Jan-Lukas Schmitt (Grüne) wundert sich nach eigenen Ausgaben des Öfteren über Aussagen von Jette Nietzard.
Jan-Lukas Schmitt (Grüne) wundert sich nach eigenen Ausgaben des Öfteren über Aussagen von Jette Nietzard. | Bild: Gianina Morgenstern

„Unreif und naiv“ heißt es aus dem Schwarzwald

Marin Juric, 22 Jahre, Sprecher der Grünen Jugend Schwarzwald-Baar aus Villingen-Schwenningen, erachtet die Provokationen von Nietzard als unreif und naiv. Im Gegensatz zu Winfried Kretschmann würde er Nietzard aber keinen Parteiaustritt nahelegen, betont Juric. Da müsse man zwischen Grüner Jugend und Partei differenzieren.

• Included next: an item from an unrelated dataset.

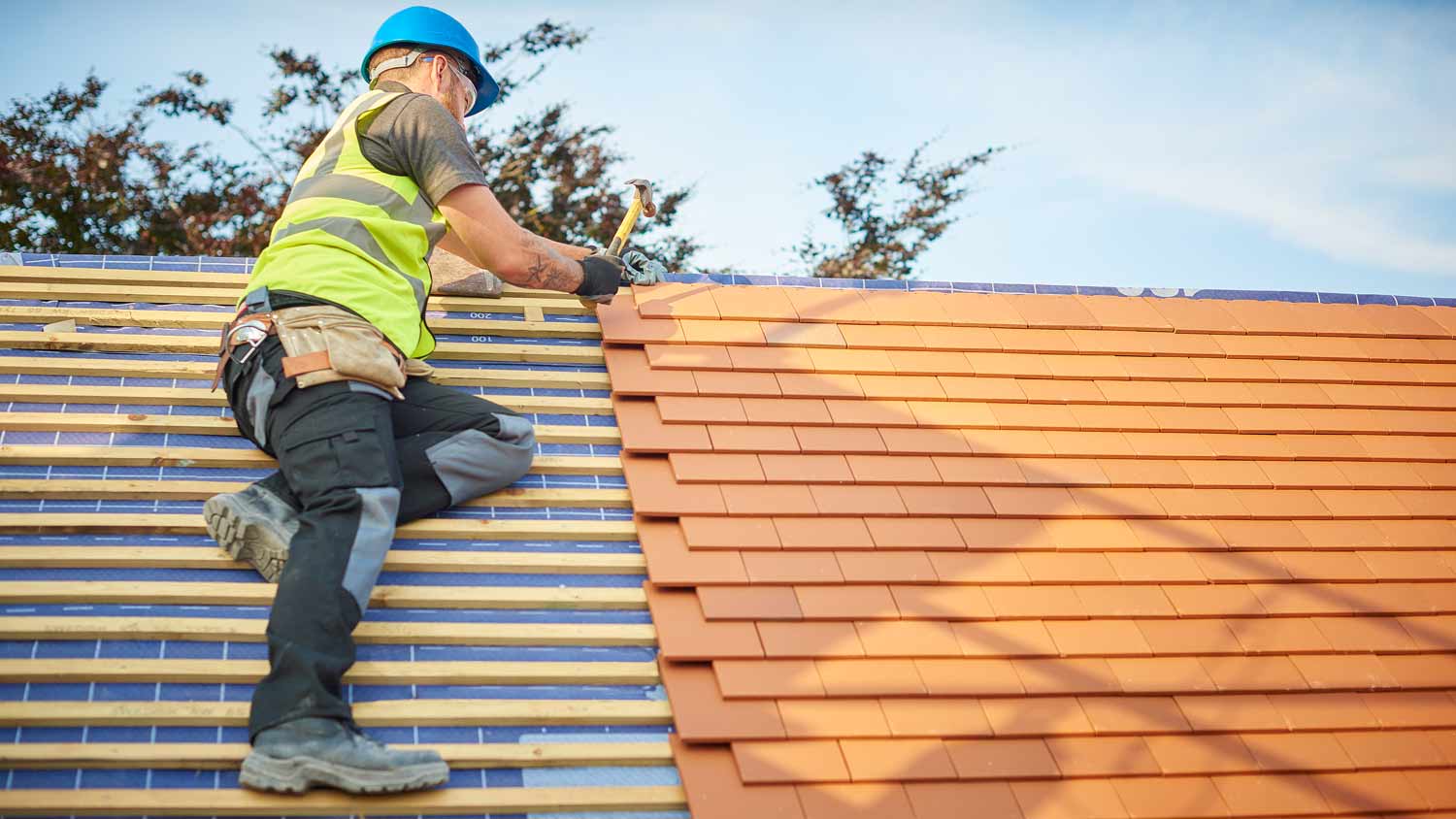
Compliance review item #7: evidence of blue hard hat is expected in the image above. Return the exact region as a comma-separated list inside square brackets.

Die pauschale Diffamierung der Polizei sei aber, wie er sagt, „schwachsinnig“. So erinnert Juric daran, dass die Grünen ihre Themen bei den Wahlkämpfen im vergangenen Jahr „ohne die massive Polizeipräsenz bei vielen Veranstaltungen nicht auf die Straße hätten bringen können.“

Marin Juric (22) erachtet die Aktion von Jette Nietzard als „unreif und naiv“.
Marin Juric (22) erachtet die Aktion von Jette Nietzard als „unreif und naiv“. | Bild: Grüne

Ihr sei der Instagram-Beitrag nicht negativ aufgefallen, sagt dagegen Lisa Kreitmeier, 26 Jahre alt und Stadträtin in Konstanz.

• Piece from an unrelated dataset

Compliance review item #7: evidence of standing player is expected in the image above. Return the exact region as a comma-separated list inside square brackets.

Sie finde es in Ordnung, den Pullover zu tragen. Das bedeute zwar nicht, dass sie den Anti-Polizei-Spruch gutheiße oder gar selbst benutzen würde, doch fragt sie sich: „Leben wir immer noch in einer Zeit, in der wir uns über die Klamotten einer Frau anstatt über die tatsächlichen Probleme bei der Polizei aufregen?“

Lisa Kreitmeier findet die Reaktionen auf den ACAB-Pullover übertrieben. „Leben wir immer noch in einer Zeit, in der wir uns über die ...
Lisa Kreitmeier findet die Reaktionen auf den ACAB-Pullover übertrieben. „Leben wir immer noch in einer Zeit, in der wir uns über die Klamotten einer Frau statt den tatsächlichen Problemen bei der Polizei aufregen?“, fragt sie sich. | Bild: Rau, Jörg-Peter

Dass, so wie es die Parole sagt, alle Polizisten „Bastarde“ seien, sei natürlich nicht der Fall, räumt Kreitmeier ein. Trotzdem habe die Polizei laut ihr ein Problem mit struktureller Gewalt und strukturellem Rassismus – darüber müsse gesprochen werden.

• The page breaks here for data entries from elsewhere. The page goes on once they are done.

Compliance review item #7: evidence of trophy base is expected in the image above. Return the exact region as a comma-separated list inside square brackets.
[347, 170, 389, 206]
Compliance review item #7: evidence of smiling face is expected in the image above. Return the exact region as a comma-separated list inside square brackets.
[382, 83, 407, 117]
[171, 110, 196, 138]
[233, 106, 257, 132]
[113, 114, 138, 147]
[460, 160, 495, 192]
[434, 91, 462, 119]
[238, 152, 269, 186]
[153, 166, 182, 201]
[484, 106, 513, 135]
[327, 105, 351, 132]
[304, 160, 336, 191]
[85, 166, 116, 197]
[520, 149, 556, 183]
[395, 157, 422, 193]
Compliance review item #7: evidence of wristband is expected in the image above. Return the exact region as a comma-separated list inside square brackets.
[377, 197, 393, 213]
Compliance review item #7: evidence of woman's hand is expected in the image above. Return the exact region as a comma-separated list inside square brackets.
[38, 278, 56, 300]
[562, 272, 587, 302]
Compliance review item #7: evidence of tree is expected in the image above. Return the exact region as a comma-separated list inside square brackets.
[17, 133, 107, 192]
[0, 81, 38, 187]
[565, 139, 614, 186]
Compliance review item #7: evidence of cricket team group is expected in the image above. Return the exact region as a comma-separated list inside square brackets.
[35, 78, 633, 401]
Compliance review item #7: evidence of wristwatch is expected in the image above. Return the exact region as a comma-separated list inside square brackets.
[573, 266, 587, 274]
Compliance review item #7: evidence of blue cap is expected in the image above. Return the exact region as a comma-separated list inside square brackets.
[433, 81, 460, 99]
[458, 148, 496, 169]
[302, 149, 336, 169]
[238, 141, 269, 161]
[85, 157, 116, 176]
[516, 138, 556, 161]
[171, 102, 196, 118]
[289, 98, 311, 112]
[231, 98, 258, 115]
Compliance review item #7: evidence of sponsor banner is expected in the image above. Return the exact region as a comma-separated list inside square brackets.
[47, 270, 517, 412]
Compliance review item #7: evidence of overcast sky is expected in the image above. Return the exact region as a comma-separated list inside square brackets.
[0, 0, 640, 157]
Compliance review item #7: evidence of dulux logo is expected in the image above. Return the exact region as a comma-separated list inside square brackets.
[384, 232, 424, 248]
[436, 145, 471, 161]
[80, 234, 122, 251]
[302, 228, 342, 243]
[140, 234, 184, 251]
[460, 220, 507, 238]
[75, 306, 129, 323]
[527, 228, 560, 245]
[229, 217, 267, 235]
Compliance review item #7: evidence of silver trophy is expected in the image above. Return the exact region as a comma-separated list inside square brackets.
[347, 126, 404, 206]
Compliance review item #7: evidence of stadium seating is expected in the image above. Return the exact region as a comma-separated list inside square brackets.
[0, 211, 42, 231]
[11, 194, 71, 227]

„Die Debatte um den Pullover geht dabei völlig am eigentlichen Thema vorbei“, sagt sie, weshalb sie auch die Forderung nach Parteiaustritt oder andere Konsequenzen für Nietzard übertrieben findet. „Wir sind die Grüne Jugend und es ist die Aufgabe einer Jungorganisation, provokant zu sein, um eine öffentliche Debatte loszulösen“, sagt Kreitmeier.